There is a Letter Box Study Group that I’d heard of years ago, and a while back during another attempt to get fit I used the brilliant Dracos Postbox Locator developed by Matthew Somerville, to locate and photograph all the postboxes in our town of Swanage. As it was I only got round half of them which included being mocked by some builders (what was that thing Helen Mirren always wished she’d said to people more often?) but it felt like postbox orienteering (if that were a thing). Dracos is just the cleverest invention. I must write and ask him how he did it. Just enter a postcode and have a play. You will not be disappointed.

So anyway, Postbox Saturday was born and people in picturesque places received letters and messages from me kindly asking if they would mind sharing a postbox photo or two. It’s been wonderful! I always wished I’d got a photo of the one I posted a handwritten application form in (it was the 1990s) from Buckden in the Yorkshire Dales, only because I can still vividly remember thinking “I hope this arrives” as I dropped it in. We were on holiday there the summer after finishing university. That postbox has always felt poignant after getting the job and living here ever since. A simple Google search of “postboxes Buckden” led to correspondence with Yorkenthwaite Farm, days of delicious Granola and a new member! And also the possibility of some photos of pretty Wharfedale postboxes.

The amazing photographer Sarah Parry in Snowdonia has completely raised the profile of #PostboxSaturday with her stunning photos which whisk me off to Welsh Wales in a heartbeat every time she’s shared them for me.

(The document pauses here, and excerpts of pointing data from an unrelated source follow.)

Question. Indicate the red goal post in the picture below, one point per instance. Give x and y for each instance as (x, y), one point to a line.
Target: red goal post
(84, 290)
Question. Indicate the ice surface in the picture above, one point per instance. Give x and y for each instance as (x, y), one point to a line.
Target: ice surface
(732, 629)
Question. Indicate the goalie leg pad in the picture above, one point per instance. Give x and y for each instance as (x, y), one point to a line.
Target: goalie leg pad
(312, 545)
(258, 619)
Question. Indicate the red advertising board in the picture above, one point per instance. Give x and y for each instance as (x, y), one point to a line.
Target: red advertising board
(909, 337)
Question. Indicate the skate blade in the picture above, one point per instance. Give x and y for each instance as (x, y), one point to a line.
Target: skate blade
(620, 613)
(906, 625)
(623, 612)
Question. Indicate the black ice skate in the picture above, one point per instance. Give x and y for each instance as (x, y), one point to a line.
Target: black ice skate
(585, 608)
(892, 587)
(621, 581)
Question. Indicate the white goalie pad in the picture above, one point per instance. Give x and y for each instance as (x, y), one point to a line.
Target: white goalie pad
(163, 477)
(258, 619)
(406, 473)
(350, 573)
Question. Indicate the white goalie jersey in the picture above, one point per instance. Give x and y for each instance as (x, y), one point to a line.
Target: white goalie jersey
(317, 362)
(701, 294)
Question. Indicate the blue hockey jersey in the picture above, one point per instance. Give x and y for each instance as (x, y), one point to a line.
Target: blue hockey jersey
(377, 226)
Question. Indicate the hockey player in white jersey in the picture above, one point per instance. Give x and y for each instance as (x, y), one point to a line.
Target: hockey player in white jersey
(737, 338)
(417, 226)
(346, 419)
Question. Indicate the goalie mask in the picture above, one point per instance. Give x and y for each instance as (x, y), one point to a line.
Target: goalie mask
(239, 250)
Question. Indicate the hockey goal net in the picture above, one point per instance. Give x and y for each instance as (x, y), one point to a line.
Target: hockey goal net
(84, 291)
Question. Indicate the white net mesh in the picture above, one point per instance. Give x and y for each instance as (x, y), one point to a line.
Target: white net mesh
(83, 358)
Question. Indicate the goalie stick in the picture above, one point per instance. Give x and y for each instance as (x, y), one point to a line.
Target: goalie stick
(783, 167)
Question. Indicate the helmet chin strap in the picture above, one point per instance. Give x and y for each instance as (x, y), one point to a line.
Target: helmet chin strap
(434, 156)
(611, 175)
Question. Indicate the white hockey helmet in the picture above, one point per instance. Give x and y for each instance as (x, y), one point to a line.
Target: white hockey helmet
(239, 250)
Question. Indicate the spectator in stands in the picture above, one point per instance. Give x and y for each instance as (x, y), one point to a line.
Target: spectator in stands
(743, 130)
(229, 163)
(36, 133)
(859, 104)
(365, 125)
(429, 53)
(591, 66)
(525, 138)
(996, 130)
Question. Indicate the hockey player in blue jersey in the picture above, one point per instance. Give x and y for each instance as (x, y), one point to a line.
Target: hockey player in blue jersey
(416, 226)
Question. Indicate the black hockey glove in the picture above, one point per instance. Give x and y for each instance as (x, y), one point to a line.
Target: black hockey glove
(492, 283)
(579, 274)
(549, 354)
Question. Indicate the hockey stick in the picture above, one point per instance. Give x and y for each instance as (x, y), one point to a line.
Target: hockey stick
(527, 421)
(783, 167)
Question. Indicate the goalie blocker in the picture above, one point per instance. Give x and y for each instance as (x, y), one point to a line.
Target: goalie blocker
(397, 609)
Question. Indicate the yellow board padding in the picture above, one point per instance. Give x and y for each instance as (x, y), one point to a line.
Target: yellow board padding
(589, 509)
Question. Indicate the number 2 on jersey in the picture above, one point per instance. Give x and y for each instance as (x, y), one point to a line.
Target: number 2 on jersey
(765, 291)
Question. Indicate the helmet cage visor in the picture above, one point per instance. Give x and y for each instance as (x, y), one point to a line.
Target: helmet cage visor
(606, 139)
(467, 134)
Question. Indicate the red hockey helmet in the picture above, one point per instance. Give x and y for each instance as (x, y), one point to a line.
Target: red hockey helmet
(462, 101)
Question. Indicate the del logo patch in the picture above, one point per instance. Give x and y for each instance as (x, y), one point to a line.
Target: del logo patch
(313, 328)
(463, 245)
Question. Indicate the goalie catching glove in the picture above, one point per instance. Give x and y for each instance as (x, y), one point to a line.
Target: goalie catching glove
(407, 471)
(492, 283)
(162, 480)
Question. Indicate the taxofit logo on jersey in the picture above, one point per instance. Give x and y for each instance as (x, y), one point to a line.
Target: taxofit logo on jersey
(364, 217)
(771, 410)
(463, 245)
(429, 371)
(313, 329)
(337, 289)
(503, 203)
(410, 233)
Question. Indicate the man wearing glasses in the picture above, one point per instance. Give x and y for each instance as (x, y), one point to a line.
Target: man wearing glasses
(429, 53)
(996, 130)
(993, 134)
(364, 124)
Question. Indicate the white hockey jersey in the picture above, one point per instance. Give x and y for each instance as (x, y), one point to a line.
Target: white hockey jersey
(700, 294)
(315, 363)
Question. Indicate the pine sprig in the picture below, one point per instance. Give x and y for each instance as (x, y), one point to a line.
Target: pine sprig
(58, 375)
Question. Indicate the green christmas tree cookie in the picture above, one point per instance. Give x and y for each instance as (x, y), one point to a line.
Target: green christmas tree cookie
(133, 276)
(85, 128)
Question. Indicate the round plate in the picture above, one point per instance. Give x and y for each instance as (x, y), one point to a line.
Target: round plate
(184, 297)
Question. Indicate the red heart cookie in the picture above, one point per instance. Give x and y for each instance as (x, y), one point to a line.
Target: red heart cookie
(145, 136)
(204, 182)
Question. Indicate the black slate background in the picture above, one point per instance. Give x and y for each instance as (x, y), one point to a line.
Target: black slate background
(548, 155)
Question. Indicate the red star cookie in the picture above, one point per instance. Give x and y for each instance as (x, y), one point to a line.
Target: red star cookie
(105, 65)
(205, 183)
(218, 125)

I discovered there’s #PostboxChallenge in Winchester too and Sian Rowland’s @pillar_box_red on Instagram, and the Martin Parr Foundation have a photographic project of the remote postboxes of Scotland and others have shared photos from their archives from all over the UK and beyond. The journalist Harry Wallop is even seeking out all 150 odd Edward VIII postboxes! Not only has it been a real education, but 1) it’s such a lovely escape from all the worry, and 2) I feel totally reassured I’m not alone in my love of a red postbox.

The next challenge will be to post a letter in each of them…

Dinah

Click HERE to listen to an interview about #PostboxSaturday on BBC Radio Lincolnshire.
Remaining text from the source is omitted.